Today, we seem to be living in an era where we can’t live without computers. So, not knowing the language of computers in the future may be as challenging as being illiterate is today. Though not every job in the future will involve programming, it’s still crucial for every child to learn basic coding. This is not primarily about equipping the next generation to work as software engineers, it is about equipping them with the foundation to understand the new language – the Computational Thinking.
So, What is Computational Thinking?
Computational Thinking, or CT for short, is a logical system of understanding and problem solving that both people and computers can understand. This methodology is not only a pre-requisite to the highly demanded skill of Computer Programming but also a technique that improves the quality of everyday life.
CT consists of four main problem-solving components namely:
- Decomposition – Breaking down problems into easily-solvable parts
- Pattern Recognition – Identifying patterns or trends
- Abstraction – Removing unnecessary information
- Algorithmic Thinking – Developing a step-by-step solution
On the surface level, these four components provide a basic foundation to understanding computer programming, as well as a gateway to a problem-solving approach that will dominate virtually all industries in the future.

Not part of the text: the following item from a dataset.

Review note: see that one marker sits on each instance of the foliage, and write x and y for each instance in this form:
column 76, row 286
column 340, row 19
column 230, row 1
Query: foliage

However, the benefits of CT extend far beyond just that. CT is also applicable in day-to-day life; having sharpened CT skills from early childhood is connected with smart decision-making, organisation, and learning new languages with ease.

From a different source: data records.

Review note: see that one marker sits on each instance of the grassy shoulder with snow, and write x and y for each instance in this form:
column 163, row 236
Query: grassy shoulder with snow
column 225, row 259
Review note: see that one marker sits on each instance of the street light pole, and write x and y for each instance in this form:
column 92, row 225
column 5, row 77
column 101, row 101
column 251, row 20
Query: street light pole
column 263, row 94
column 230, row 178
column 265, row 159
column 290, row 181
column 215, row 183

Why Teach CT in Early Childhood?
Much like learning a new language, learning CT is best when taught at a young age. When the child grows up, they won’t remember learning it, but instead it naturally becomes a skill that is part of their everyday life!
Scientifically, a child’s brain has twice as many synapses as an adult’s brain. This means children are born with a virtually unlimited ability to learn new information, but lose this ability as they age and their unused neurons die off.
By the age of five, 85% of the human brain is developed, and by the age of seven, brain development slows significantly compared to its previous years. They will be more readily prepared for their future, and can instead focus their energy on learning other skills and information. Predisposing children to CT is the best way to ensure that they are prepared to jump through hurdles they’ll face next.
By embracing the growing high-tech world, we can prepare children for the future by equipping them with the skills they need to thrive and prosper. Teaching Computational Thinking at a young age to the children of today will give them the head start they need to succeed as the children of tomorrow.